Erasmo e a Reforma

José Nivaldo Cordeiro


2 de janeiro de 2002

Continuando a série de artigos a partir dos temas extraídos do livro de Paul Johnson, História do Cristianismo, será abordado neste a Reforma religiosa que explodiu no século XVI. Como é bem o método de Johnson, ele sempre parte de personalidades destacadas, sua biografia e sua psicologia, para construir o fio narrativo. Para esse tema, sem dúvida o autor elegeu a figura de Erasmo de Roterdã como emblemática dos novos tempos, um fiel continuador da obra paulina e um adversário intelectual de Agostinho.

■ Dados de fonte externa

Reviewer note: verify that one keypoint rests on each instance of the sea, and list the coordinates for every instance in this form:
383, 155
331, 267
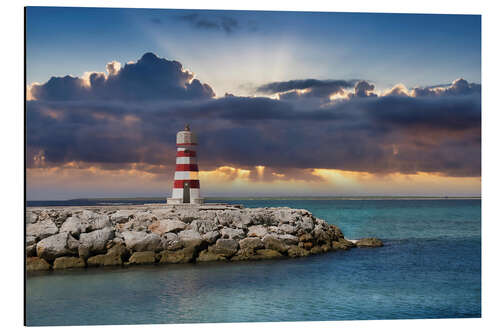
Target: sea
429, 267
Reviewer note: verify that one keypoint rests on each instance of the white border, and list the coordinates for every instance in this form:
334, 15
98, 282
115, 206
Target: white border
12, 162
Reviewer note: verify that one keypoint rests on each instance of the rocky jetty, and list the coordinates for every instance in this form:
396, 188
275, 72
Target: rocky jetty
76, 237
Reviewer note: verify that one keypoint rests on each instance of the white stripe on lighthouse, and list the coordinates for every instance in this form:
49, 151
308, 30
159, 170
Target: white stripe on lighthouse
185, 160
185, 175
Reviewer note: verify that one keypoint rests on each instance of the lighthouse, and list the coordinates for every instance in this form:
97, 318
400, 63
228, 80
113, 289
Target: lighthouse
186, 183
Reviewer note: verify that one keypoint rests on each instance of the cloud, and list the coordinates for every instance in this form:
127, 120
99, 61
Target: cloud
150, 78
363, 89
294, 89
396, 132
222, 23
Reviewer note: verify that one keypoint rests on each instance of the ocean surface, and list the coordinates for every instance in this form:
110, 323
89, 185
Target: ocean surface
430, 267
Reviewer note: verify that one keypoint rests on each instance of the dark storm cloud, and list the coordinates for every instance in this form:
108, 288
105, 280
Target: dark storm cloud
395, 133
222, 23
148, 78
294, 89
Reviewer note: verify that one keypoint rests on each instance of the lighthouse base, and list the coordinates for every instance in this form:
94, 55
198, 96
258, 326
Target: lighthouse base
178, 201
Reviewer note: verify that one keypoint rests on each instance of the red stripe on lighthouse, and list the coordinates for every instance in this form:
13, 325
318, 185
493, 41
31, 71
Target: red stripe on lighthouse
193, 183
186, 153
186, 167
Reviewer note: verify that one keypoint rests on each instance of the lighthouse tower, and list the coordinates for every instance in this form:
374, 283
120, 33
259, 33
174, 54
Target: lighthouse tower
186, 184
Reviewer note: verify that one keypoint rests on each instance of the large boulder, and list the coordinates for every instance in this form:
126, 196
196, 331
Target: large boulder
145, 257
274, 243
225, 247
232, 233
204, 226
164, 226
36, 264
190, 238
141, 241
369, 242
251, 244
257, 231
75, 226
54, 246
211, 237
121, 216
41, 229
181, 256
94, 242
68, 262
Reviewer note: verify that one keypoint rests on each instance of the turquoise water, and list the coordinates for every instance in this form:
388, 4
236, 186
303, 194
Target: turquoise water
430, 267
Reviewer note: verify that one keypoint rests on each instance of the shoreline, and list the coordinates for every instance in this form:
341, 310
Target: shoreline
96, 236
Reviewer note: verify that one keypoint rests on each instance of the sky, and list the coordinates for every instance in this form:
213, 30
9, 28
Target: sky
284, 103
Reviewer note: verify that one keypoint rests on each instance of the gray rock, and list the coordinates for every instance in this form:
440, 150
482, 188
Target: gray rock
225, 247
141, 241
95, 241
251, 243
369, 242
167, 226
53, 246
204, 226
232, 233
75, 226
211, 236
170, 241
41, 229
257, 231
288, 239
190, 238
273, 243
287, 229
31, 217
121, 216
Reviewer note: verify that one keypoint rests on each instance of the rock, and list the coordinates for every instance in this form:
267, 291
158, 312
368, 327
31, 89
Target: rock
211, 237
257, 231
204, 226
74, 225
145, 257
164, 226
306, 238
342, 244
251, 244
54, 246
232, 233
190, 238
30, 240
287, 229
36, 264
170, 241
225, 247
184, 255
295, 251
288, 239
273, 243
121, 216
369, 242
31, 250
306, 223
68, 262
207, 255
104, 260
141, 241
41, 229
267, 254
31, 217
94, 242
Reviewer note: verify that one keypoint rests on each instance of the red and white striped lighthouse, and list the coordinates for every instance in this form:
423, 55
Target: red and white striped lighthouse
186, 183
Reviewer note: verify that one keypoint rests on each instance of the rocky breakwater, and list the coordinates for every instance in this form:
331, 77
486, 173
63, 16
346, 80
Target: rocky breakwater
76, 237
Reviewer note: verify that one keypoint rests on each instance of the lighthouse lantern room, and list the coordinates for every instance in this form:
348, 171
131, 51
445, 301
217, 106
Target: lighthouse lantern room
186, 183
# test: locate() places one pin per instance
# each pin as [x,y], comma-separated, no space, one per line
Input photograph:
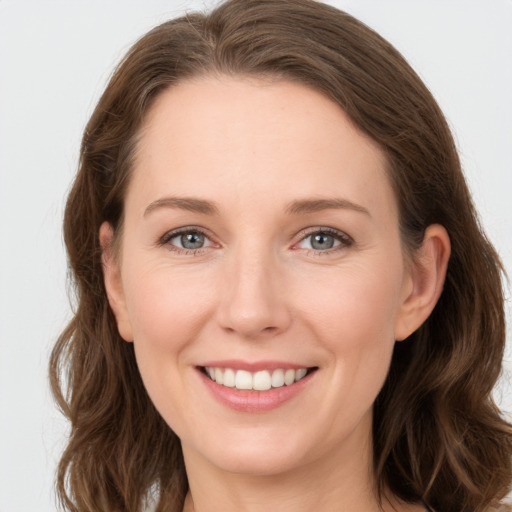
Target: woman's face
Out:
[260,243]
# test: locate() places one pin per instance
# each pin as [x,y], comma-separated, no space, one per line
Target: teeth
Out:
[258,381]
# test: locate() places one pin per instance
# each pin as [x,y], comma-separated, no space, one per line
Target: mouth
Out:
[262,380]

Contudo, para entrar no tema antes é necessário contextualizar a formação do momento. Falar da Reforma é também falar do Renascimento e de sua grande e revolucionária novidade, a imprensa, mais precisamente as técnicas de impressão mecânica. A Terceira Força, no dizer de Johnson. Com ela, não mais haverá como controlar os textos sagrados, nem os clássicos, nem a difusão de conhecimento. O Imprimatur dos censores eclesiásticos passou a não controlar mais coisa alguma, o que era facílimo nos tempos das cópias manuscritas, de feitio lento e caro e inteiramente sob controle do clero. É ela que vai plantar a semente do livre exame das Escrituras, quebrando o monopólio clerical.

Antes, convém algumas poucas observações sobre o período medieval.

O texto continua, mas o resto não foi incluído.